I would say, first, decline the offer of plastic straws at restaurants — use pasta straws if you absolutely must, and second, support designers who are taking the plastic out of the ocean and repurposing the non-recyclable waste into exciting new products.
In 2015, London based Studio Swine introduced their five-piece collection made from plastics removed from the sea. The pieces inspired by maritime traditions also alluded to the specificity of the situation where they were trawled from. Since then, designers have continually explored to creatively address plastic pollution. In recent years, they have presented accessible, daily use products that further the conversation.
The designer behind the Sydney-based industrial-design studio Vert Design acted to help preserve Australia’s rich diversity of marine life by creating beautiful ocean plastic knobs. Using plastic collected by ocean conservation organisation Sea Shepherd Australia, who run a Marine Debris collection programme which is working to clean up the Australian coastline, the knobs were created by breaking down the waste plastic into pellets, which are then heated and poured into moulds. These knobs are made to order — each one is unique and the colours can be customised.
The London based Australian designer combed beaches around the world, including Tasmania, Hawaii and Cornwall to create this stunning terrazzo effect table. Working with an international community of environmentalists to collect the plastic pieces from their local seashores, the designer then shredded them into small fragments, or chips, before separating them via colour and sterilising them for use.
Evoking the spirit of the ocean resin-mixed black, blue, white and green chips were strategically located on the table top to create a speckled gradient effect that went from a light centre to dark edges. The Gyro table is made of plastic chips but reminisces the terrazzo techniques usually associated with marbles and granites.
Long having turned her back on fur, leather and unethical silks, fashion’s mighty eco-warrior has now turned her sight and access to innovation in material research to save our oceans. A sense of responsibility in how she conducts her business runs deep, and in this case we can all agree, given her decades of activism through the clothes she makes — without compromise on style, quality or profits — this is not a marketing gimmick or publicity stunt.

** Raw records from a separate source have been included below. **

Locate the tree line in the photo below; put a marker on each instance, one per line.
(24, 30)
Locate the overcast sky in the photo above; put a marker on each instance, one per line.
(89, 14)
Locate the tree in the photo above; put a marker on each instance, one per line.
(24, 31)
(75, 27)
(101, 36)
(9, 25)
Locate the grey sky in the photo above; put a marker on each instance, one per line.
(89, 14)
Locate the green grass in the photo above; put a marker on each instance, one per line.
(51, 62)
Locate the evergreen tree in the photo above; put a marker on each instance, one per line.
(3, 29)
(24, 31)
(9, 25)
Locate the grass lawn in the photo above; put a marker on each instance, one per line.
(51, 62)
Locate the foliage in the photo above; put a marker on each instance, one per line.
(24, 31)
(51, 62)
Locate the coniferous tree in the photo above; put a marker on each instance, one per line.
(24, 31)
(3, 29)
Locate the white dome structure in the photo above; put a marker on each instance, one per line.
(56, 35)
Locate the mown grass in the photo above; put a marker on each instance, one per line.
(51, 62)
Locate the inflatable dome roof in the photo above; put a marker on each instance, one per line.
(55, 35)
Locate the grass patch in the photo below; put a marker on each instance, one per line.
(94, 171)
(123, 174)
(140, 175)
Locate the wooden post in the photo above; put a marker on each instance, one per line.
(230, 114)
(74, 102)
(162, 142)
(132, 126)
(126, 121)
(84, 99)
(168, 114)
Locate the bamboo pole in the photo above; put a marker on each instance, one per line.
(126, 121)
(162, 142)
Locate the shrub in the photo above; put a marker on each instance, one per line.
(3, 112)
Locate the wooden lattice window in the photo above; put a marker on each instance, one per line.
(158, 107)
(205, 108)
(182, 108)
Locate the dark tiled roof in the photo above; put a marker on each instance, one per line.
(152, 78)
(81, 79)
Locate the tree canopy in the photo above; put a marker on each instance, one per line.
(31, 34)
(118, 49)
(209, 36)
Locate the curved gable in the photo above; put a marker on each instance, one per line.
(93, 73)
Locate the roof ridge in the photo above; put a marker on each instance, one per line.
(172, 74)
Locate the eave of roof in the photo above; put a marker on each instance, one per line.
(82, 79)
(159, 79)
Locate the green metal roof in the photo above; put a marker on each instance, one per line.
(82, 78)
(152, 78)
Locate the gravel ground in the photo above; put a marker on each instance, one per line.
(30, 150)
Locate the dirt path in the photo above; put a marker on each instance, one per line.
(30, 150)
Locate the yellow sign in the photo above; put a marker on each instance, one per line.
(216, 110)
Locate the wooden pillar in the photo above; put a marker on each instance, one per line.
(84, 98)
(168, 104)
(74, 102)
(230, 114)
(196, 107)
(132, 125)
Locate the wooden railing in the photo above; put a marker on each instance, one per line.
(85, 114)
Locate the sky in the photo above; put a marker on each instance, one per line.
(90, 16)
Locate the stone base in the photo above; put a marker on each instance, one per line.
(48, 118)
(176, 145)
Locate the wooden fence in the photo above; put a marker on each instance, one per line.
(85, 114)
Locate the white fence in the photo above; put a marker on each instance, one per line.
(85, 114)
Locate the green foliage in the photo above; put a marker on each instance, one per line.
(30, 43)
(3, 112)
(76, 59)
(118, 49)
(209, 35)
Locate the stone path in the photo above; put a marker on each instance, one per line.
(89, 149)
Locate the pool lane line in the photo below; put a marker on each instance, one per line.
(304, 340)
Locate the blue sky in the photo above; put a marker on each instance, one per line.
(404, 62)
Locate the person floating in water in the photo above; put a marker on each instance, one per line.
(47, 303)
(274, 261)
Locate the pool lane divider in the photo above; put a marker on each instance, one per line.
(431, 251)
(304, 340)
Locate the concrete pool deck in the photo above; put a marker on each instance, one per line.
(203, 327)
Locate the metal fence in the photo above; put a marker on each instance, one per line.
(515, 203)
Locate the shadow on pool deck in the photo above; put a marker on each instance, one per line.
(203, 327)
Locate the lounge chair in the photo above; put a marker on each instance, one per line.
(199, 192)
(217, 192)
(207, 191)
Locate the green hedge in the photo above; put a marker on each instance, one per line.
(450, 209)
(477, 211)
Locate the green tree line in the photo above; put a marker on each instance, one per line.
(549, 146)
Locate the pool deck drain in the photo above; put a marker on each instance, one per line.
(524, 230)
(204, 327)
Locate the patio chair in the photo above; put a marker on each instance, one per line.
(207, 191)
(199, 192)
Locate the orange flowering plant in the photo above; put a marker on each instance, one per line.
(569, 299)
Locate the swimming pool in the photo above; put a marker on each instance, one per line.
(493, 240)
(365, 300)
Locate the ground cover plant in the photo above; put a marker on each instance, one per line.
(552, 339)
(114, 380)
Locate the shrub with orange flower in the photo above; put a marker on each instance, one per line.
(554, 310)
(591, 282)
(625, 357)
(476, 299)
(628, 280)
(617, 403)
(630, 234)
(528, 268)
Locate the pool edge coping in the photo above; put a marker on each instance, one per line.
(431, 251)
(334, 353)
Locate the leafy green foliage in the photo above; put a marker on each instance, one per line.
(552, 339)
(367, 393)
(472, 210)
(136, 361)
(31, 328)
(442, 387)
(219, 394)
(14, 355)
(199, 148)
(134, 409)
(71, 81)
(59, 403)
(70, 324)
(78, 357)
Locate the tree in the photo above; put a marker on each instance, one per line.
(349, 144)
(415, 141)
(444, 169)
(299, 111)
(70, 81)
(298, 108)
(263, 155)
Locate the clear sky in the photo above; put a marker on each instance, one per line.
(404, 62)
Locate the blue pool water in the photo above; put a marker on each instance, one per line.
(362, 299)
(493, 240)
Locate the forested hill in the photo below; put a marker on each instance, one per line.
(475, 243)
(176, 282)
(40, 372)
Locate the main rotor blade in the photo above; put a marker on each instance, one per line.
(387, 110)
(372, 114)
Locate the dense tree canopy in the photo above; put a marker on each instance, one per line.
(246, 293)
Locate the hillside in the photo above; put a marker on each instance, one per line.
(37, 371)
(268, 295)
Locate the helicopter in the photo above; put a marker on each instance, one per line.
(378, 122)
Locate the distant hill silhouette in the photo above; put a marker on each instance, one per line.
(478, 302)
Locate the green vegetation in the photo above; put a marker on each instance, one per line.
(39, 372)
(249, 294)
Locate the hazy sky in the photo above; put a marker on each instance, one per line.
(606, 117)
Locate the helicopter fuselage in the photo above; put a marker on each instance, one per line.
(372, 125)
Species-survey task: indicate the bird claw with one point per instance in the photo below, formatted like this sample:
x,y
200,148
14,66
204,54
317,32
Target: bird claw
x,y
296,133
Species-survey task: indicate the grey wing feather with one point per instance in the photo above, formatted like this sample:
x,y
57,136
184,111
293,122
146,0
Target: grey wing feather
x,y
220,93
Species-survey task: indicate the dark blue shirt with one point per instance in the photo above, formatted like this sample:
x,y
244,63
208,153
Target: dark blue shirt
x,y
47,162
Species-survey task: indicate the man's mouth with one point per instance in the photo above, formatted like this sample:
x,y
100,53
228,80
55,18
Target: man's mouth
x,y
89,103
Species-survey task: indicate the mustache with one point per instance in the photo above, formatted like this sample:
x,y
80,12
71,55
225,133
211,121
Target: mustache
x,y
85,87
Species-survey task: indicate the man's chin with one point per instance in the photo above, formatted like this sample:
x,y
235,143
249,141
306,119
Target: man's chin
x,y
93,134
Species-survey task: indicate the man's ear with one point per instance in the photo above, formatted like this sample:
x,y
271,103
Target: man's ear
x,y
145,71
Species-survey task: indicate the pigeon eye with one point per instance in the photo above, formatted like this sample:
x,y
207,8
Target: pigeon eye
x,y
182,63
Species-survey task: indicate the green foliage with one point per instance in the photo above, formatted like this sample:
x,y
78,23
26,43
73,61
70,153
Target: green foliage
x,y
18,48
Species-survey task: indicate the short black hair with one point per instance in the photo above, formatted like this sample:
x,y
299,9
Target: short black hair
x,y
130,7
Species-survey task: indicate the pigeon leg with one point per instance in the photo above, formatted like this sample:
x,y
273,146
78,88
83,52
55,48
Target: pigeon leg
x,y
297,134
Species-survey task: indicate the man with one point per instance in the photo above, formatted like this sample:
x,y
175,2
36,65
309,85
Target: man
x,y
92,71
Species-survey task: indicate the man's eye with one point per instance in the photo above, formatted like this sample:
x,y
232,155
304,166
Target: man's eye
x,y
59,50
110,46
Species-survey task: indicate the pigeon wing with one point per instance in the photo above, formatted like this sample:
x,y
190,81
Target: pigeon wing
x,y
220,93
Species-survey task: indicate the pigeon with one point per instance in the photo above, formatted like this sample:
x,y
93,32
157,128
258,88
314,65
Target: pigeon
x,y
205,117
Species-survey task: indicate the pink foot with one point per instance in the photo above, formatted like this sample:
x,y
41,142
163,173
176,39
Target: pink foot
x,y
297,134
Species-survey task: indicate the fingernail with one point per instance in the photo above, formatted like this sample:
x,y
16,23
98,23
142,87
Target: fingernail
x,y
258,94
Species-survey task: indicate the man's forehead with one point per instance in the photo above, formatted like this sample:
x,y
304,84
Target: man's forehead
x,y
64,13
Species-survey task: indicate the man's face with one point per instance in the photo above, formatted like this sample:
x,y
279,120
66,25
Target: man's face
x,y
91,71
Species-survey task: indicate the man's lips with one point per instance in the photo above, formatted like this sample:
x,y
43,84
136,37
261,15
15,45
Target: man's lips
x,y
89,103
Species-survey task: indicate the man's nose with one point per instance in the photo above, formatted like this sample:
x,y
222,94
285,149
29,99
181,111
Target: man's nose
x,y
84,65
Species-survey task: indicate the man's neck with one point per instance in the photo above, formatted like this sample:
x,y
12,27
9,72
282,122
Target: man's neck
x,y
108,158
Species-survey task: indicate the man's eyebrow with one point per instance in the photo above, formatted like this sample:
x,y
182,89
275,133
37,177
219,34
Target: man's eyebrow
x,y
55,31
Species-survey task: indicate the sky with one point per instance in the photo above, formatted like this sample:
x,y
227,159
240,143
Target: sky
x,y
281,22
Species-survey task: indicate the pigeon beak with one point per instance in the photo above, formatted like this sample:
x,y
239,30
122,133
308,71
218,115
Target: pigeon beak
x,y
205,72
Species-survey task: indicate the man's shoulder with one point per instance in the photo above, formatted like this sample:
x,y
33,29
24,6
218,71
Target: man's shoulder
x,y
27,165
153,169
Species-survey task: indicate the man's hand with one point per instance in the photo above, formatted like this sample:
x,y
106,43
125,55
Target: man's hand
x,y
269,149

In McCartney’s new flagship store on London’s Old Bond Street, fully bio-degradable mannequins are decked in her latest collection that includes a backpack made recycled nylon made from industrial plastic, waste fabric and fishing nets. After teaming up with Adidas last year, the designer furthered her partnership with the non-profit organisation Parley For The Oceans to develop her own range of products that use ocean plastics. The benches at her flagship store for example; they are composed of foam and recycled plastic.